Positive Music for Pessimistic Times
Joy Oladokun’s songs and positive music is emotionally driven and confessional.
YouTube Link to ‘Sunday’ official video
Now in Nashville, Oladokun, who is releasing a new album on July 17
… grew up in Casa Grande, a small desert city on the outskirts of Phoenix. Raised in a traditional Nigerian household, she describes her childhood as “being suspended between two worlds.” That duality, different perspectives and desert life all inspire her music.
“I think there’s something really inspiring about the desert landscape and I love being from a smaller city,” she says. “I think that growing up that way has just kind of blossomed into a point of view that I am really grateful for. I try to see things from all angles or different perspectives before I make a decision.”

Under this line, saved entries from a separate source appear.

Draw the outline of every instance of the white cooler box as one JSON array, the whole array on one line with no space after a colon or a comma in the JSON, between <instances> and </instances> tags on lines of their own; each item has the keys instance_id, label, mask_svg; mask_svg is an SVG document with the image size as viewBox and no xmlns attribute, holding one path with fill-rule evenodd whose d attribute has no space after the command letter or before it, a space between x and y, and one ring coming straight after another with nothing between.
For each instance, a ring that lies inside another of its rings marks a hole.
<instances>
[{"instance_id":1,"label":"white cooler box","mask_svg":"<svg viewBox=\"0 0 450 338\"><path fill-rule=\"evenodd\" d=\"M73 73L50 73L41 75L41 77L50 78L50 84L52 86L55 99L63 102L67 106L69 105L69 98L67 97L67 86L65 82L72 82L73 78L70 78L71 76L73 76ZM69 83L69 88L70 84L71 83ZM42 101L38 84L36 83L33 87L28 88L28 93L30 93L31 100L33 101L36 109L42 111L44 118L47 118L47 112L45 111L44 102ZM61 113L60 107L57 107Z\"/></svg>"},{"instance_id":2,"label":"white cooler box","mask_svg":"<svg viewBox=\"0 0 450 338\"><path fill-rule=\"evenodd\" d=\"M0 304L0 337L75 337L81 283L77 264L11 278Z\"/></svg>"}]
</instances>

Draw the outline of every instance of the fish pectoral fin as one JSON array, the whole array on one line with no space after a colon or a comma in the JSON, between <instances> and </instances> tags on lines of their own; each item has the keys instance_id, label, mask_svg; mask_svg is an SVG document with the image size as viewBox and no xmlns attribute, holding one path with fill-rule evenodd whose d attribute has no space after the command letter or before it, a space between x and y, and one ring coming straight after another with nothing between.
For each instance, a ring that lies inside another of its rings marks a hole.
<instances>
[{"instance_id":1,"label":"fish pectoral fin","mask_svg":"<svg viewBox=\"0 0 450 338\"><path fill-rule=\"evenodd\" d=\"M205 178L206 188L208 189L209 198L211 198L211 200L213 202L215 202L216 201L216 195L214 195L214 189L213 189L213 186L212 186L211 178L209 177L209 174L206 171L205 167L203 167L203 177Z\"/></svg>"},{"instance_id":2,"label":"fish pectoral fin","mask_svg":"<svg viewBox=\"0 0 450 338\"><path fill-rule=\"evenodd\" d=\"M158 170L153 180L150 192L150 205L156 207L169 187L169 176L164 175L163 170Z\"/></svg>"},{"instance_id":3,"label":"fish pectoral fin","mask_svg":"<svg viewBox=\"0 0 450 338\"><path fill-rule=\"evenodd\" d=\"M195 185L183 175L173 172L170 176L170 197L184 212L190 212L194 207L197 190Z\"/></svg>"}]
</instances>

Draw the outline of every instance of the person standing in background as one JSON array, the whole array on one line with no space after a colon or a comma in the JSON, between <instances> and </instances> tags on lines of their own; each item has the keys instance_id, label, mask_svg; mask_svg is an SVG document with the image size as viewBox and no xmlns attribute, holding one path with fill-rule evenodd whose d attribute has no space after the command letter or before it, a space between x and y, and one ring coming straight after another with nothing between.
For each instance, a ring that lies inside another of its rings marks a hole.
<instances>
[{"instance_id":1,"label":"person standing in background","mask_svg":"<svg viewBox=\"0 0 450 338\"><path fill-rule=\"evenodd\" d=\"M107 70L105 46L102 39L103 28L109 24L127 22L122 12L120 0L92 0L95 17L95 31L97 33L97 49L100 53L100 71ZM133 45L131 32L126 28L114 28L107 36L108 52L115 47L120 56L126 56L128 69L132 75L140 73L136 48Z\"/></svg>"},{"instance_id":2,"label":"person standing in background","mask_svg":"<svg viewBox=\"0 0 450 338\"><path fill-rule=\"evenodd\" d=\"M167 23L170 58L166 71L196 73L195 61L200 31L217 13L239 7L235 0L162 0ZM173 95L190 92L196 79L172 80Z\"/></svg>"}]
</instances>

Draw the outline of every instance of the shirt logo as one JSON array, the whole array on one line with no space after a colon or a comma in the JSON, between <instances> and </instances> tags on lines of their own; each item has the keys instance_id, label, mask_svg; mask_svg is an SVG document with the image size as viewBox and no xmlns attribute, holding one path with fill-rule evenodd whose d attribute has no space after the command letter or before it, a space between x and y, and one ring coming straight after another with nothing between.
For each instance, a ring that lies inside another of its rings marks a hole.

The independent artist’s childhood home was “always full of music.” Her father was a fan of Phil Collins, an obsession that he transferred to Oladokun.
“I think from an early age, I just associated music with joy and setting the atmosphere,” she says.
In her early adolescence, she saw a video of Tracy Chapman. It was the first time she had seen a black woman playing the guitar, an experience she says hit her “like a lightening bolt.”
“All of a sudden, I went from a kid who was unable to express myself to a kid who was finding this medium, which was music, in which I could communicate my feelings,” she says. “I think it started with seeing someone who looked like me doing something I loved.”
Oladokun’s sound is an amalgam of “all the things that I love in the world that I live in.” She appreciates the storytelling elements of folk music and the lyricism that led her to hip-hop, and anything that evokes a strong emotion – songs that make you want to move to songs that make you want to cry. Her goal is to make songs that make listeners want to do both at the same time. The musician was also very connected to her church growing up and was moved by music’s healing properties and ability to bring people together.
“It can be really emotionally healing and spiritually cleansing and reorienting,” she says. “I just want to harness all of those feelings and thoughts and things into my sound.”
Eventually, she found her own voice through song. She also wielded it to be a LGBTQ advocate – “and a person that probably posts too many pictured of my girlfriend on Instagram.”
“I just want to show someone the life that 12-year-old Joy needed to see and I think I needed to see someone that was trying their best to be a good person and trying their best to be healthy and trying their best to love those around them and be queer,” she says. “I just know what closeted Joy needed and I want to give that to the next generation.”
Oladokun’s new album, in defense of my own happiness, (vol. 1), is a soulful, R&B-tinged ode to being who you are, breaking free from stereotypes and moving forward.
She recently released a song off the album called “Who Do I Turn To?” in response to the Black Lives Matter movement.
“I was hesitant to release it because I didn’t want to draw attention to myself during such a chaotic time,” she says. “I just wanted it out there so that people like me who feel their heart rip open every time they open their phone to another death by police brutality, they can have a lament, they can have a moment to turn to and be like, ‘Why does this keep happening? What can I do?’”
Oladokun’s songs are emotionally driven and confessional, a detail she says has no downsides.
“I don’t find that there are a lot of challenges to wearing my heart on my sleeve in music because I feel like that’s what it’s for,” she says. “I think whether you’re a concert pianist or a saxophonist or a songwriter, I think we all get to this place because we feel like something emotional or intangible can be expressed through music.”
Her Instagram is full of messages from people reciprocating that vulnerability, recounting how listening to Oladokun’s music made them want to start painting or pick up a guitar.
“I want my work to inspire people to do something positive with their lives, period,” she says.
Though she now calls Tennessee home, she can’t deny that that the desert has her heart. After all, it was where she picked up her first guitar. Reminiscing about her roots is almost meditative for Oladokun.
“I think maybe it connects me with that time in my childhood and gets me out of my head and kind of puts my life back into perspective,” she says. “There’s something about my hometown that I really love.”